The Israel Museum
Year: 2003-2010
Site area: 80,000 sqm
Pre-existing built area: 50,000 sqm
New built area: 6,000 sqm
Construction budget: 100,000,000 USD
Client: The Israel Museum
Status: Built
Original architect: Al Mansfeld and Dora Gad
Collaboration: James Carpenter Design Associates
CD: A. Lerman Architects
Team: Carmit Harnik Saar, Ruth Kedar, Rinat Shteinlauf, Hila Rak-Broides, Dan Koniac, Charlotte Mottahedeh.
Project Management: Nizan-Inbar Project Management Ltd.
Structural Engineering: J. Kahan & Partners.
Project Description
The renewal of the Israel Museum in Jerusalem is a project of renovation, reorganization and expansion of the national museum designed by architects Al Mansfeld and Dora Gad in a 1959 competition and opened in 1965. The original museum was conceived as an open-ended accumulative system with inbuilt possibilities to evolve and mutate within a fixed grid and according to modular increments.

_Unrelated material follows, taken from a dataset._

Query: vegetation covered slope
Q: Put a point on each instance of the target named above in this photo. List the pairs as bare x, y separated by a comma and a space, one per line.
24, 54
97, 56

Indeed, the prospect of unrelenting growth has proved justified and the museum has multiplied its floor area ten times within about 40 years without losing its mathematical composition.
The incredible growth of the museum has brought it to the brink of an organizational and operational collapse. While the initial design system had been successful in maintaining the appearance of formal coherence, internally the colossal structure became unsustainable, out of scale and at odds with its own program.
We were commissioned to draft a new master plan for the museum in order to resolve the internal organizational problems, reorganize the entrance and circulation system and speculate on potential areas for further expansion.
Our proposal was based on a subtle strategic intervention that consolidated the existing cellular structures and added missing links that would allow the museum complex to function again. The intervention included a new entrance and ticket pavilion with a generous forecourt; an inserted passage leading to a new core element from which all internal galleries and departments of the Museum are accessed; reorganization of all galleries for better accessibility, orientation and visibility; and finally preservation work which included rehabilitation of external stone facing and internal exposed concrete surfaces and restoration of natural lighting in the exhibition spaces.
All stages, from conceptual master plan to internal fit out, have been carried out on schedule and on budget. The Israel Museum re-opened to the public on July 2010.
With the conclusion of the project, EKA is proud to put forward two unusual achievements: First, albeit the massive structural, spatial and material transformations, the museum has kept its original sense of place, set of proportions and spatial flow. Second, while adding less than 10% to the existing envelope of the museum, we managed to double its exhibition area by considerably improving its internal performance.